Both analyze public video metadata and captions to pull out locations and plot them on a map. The extension is built with Svelte 5 and injects into YouTube’s sidebar. The web app is a Next.js application. They share a monorepo: same types, same location-parsing logic, same geocoding pipeline.

Toobmap browser extension showing an interactive map beside a YouTube video — The Toobmap extension integrated into YouTube's interface.

Why It Was Harder Than Expected

At first, identifying places from a video seemed straightforward. Pull text from the title and description, find place names, plot them. Turns out, not even close.

The noise problem. Video descriptions are full of irrelevant text. A creator might write “check out my other series: Exploring Mumbai, India” in the description of a video shot entirely in Norway. For a human that’s obvious. For an algorithm, it’s a nightmare.

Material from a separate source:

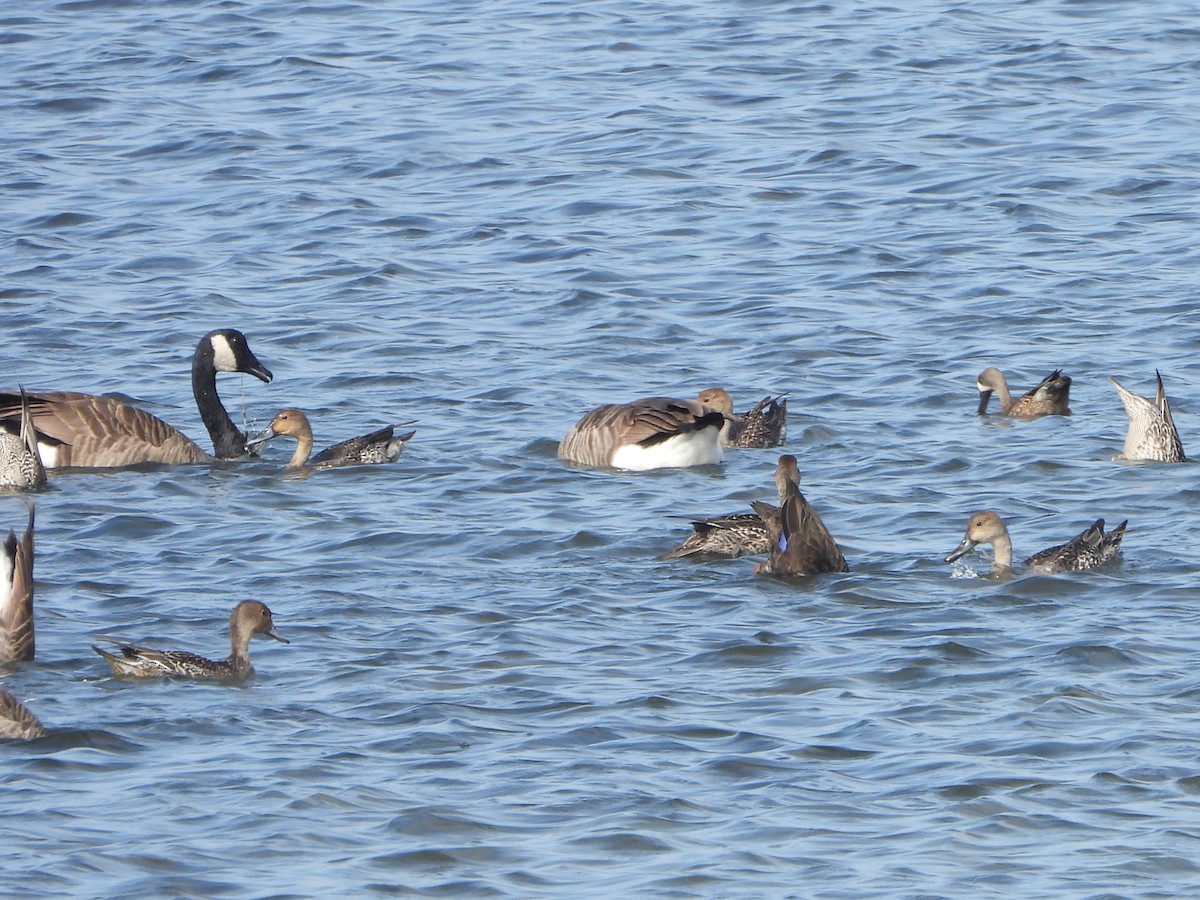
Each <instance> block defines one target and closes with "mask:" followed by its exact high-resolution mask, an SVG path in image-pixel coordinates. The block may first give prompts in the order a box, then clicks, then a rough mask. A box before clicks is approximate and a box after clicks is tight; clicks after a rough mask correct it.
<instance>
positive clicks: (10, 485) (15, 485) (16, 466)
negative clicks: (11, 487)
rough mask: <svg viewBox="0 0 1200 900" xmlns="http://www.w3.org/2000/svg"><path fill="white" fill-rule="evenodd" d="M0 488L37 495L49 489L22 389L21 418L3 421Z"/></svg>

The ambiguity problem. “Georgia”—the country or the US state? “York”—standalone, or a truncated mention? I built a rule-based system: emoji flag hints, regional hierarchy scoring, geographic co-occurrence. If a video mentions Norway, Vestland, and Bergen together, it’s probably Bergen in Norway. It worked—until it didn’t. Every new edge case needed another heuristic. The whole thing got brittle fast. But I feel there is potential; a more sophisticated algorithm with a large database could learn to contextualize regions better.

Where AI Actually Helped

The breakthrough was bringing in a language model. The pipeline has a fast path and a slow path running in parallel. If YouTube has GPS coordinates or a location tag in the video metadata, those get rendered immediately. Meanwhile the AI call goes out in the background and refines the result.

The AI gets the video title, description, tags, recording details from the public metadata of the video. It returns an ordered list of locations with a parent chain (like Norway, Vestland, Bergen), a narrative order, and confidence-weighted coordinates. It is explicitly instructed to ignore promotional text and focus on what the video is actually about, which it does very well, a key distinction from other location detection systems.

Real-Time Narrative Sync

When captions are available, Toobmap detects when a location is mentioned and highlights it on the map as the video plays. This has a few layers. Best case: the AI already knows roughly when each location appears. Next best: scan the caption transcript for location name mentions and group them into time windows. If neither works, fall back to YouTube’s chapter markers. Last resort: slice the video duration equally across all detected locations.

Transcript availability is inconsistent though. A lot of videos have no captions at all, and if nothing’s there, the sync feature just doesn’t work.

Where It’s At

Still lots of work to be done prior to release of beta. Edge cases exist, optimizations are pending. But it works—genuinely changing how travel videos feel to watch. AI quality is good on well-described videos and unreliable on sparse ones, which is about what you’d expect. If you care about geographic context while watching travel videos, I hope this is something you’d get value out of using.